We’ll say again; if you want a guaranteed 333 MHz FSB, get memory tested and validated at 333 MHz (PC2700). That’s the only way to guarantee success. With that said, our experience indicates that if you already have Hynix, or especially Micron/Crucial PC2100, you might have a pretty decent shot at 333 MHz.
In terms of the chipset, and ALi’s drivers in particular, we’re happy to report that we’ve encountered no difficulties whatsoever. Read that sentence over carefully – we’re not saying the drivers are perfect, we’re saying we haven’t found any problems yet. To be frank, we’d be lying if we told you we’re as confident in ALi chipset drivers as we are in Intel’s, but to ALi’s credit, the drivers do seem to be quite solid, and we haven’t any conflicts, errors or bugs to report. In addition, there haven’t been any chronic issues popping up in discussion forums (which are usually the best place to look for driver compatibility information).

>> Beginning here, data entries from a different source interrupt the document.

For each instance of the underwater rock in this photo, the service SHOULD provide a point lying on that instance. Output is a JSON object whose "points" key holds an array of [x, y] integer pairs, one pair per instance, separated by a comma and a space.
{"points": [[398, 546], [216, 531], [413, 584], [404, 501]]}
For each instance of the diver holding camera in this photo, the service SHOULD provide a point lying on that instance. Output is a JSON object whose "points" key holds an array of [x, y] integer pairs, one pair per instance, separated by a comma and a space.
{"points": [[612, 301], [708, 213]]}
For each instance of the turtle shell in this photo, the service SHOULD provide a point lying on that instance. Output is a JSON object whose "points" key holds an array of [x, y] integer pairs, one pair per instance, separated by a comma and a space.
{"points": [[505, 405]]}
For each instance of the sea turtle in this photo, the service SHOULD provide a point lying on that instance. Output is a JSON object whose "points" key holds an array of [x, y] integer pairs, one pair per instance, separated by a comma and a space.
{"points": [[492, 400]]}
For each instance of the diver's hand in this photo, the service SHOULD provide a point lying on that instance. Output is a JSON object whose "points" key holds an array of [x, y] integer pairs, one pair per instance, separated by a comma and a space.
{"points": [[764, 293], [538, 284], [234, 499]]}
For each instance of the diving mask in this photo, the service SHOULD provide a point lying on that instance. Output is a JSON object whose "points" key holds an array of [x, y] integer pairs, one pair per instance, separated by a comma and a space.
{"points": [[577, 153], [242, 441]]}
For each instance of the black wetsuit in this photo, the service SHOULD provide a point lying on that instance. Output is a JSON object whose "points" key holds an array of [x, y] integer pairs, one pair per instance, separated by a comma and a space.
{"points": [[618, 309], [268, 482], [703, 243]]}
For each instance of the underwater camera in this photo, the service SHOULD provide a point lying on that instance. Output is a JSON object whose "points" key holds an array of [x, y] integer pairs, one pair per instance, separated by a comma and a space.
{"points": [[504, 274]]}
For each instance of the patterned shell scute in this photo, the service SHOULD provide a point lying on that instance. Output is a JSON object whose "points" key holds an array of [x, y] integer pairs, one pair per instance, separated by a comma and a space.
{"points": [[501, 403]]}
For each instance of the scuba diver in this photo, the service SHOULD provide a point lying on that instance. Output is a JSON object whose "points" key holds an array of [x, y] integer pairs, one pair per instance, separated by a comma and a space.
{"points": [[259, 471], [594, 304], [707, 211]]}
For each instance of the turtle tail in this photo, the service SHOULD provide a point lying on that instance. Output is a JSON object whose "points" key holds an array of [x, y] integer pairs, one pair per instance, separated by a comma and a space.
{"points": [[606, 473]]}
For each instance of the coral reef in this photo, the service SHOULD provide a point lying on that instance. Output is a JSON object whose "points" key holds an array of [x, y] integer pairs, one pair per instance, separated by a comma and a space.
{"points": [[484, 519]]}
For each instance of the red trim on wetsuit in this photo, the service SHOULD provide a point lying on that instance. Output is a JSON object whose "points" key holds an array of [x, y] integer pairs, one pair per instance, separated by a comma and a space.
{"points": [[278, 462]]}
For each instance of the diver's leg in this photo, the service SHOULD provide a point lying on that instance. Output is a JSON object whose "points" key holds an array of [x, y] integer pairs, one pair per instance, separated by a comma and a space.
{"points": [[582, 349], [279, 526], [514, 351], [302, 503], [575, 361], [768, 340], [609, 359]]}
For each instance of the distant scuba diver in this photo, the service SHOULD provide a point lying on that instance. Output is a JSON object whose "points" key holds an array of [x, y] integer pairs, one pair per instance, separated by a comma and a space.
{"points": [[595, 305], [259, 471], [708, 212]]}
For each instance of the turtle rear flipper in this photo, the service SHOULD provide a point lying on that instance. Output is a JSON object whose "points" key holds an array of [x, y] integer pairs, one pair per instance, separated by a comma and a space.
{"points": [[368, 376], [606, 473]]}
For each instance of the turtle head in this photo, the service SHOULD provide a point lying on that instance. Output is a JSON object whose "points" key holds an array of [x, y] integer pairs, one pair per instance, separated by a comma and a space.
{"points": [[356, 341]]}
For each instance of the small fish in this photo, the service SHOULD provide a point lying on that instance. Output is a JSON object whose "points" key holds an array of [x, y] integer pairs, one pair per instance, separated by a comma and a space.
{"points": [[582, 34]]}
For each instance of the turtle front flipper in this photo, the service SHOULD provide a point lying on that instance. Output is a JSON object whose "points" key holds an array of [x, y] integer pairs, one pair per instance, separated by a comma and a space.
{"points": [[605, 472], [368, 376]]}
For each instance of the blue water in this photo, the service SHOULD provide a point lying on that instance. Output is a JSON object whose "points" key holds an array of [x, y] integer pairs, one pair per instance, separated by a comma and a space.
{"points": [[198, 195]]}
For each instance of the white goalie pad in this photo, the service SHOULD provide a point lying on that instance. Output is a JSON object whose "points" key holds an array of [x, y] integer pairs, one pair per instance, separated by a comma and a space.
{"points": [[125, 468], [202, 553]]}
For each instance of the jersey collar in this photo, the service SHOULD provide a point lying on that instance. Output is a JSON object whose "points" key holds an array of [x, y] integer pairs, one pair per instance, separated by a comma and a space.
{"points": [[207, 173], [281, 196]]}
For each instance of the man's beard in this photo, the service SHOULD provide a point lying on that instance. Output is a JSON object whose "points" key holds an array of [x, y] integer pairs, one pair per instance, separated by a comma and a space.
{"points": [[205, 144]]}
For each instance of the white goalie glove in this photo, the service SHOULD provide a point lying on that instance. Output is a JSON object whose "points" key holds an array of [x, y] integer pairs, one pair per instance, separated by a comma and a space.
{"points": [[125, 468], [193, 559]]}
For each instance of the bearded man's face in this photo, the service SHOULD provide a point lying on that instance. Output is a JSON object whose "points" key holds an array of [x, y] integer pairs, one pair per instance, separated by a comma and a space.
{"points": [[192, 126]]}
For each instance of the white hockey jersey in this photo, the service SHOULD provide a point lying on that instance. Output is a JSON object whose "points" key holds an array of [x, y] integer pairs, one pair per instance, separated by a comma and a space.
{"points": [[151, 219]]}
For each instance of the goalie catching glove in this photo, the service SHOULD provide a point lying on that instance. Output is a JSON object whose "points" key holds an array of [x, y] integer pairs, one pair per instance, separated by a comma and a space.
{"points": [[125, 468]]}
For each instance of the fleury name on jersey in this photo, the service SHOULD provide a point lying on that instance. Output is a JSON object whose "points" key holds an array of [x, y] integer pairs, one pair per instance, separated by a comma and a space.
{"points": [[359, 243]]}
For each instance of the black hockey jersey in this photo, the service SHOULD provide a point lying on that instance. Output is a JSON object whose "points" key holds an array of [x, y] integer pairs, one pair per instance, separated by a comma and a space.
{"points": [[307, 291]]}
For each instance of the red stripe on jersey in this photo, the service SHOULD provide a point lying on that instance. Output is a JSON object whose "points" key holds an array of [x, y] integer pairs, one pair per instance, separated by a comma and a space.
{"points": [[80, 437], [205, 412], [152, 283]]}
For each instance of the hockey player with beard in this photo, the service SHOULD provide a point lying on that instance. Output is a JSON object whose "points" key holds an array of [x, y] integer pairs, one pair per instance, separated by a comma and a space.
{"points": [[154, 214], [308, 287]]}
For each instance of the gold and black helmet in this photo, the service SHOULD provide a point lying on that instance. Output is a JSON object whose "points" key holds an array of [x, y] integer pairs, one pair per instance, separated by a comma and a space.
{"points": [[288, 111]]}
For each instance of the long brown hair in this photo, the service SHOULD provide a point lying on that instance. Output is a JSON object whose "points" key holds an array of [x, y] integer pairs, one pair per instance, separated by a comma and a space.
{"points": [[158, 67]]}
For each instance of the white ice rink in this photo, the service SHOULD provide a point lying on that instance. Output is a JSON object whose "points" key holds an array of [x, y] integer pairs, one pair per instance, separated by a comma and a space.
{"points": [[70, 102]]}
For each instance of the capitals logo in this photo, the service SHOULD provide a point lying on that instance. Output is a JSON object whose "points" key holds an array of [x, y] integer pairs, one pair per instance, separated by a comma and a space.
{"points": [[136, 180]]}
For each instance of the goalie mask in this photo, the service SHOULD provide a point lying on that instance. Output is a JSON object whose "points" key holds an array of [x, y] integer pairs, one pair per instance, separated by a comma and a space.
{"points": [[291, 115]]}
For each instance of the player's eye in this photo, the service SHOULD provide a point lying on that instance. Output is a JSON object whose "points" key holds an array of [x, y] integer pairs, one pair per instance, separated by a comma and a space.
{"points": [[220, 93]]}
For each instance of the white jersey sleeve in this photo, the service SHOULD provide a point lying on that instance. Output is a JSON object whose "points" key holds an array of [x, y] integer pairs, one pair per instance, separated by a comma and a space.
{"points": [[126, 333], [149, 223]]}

What about performance numbers? No, we didn’t forget, but as the saying goes, good things come to those who wait. In about two weeks, we’ll be posting a follow up to this article, combined with a look at modern Athlon chipsets, in which you’ll find performance figures from the XP333-R at 266 and 333 MHz FSB, as well as figures from VIA’s KT266A, and SiS’ 735 chipsets. We apologize for the delay, however it was necessary in order to ensure that sufficient properly conducted benchmarks are available.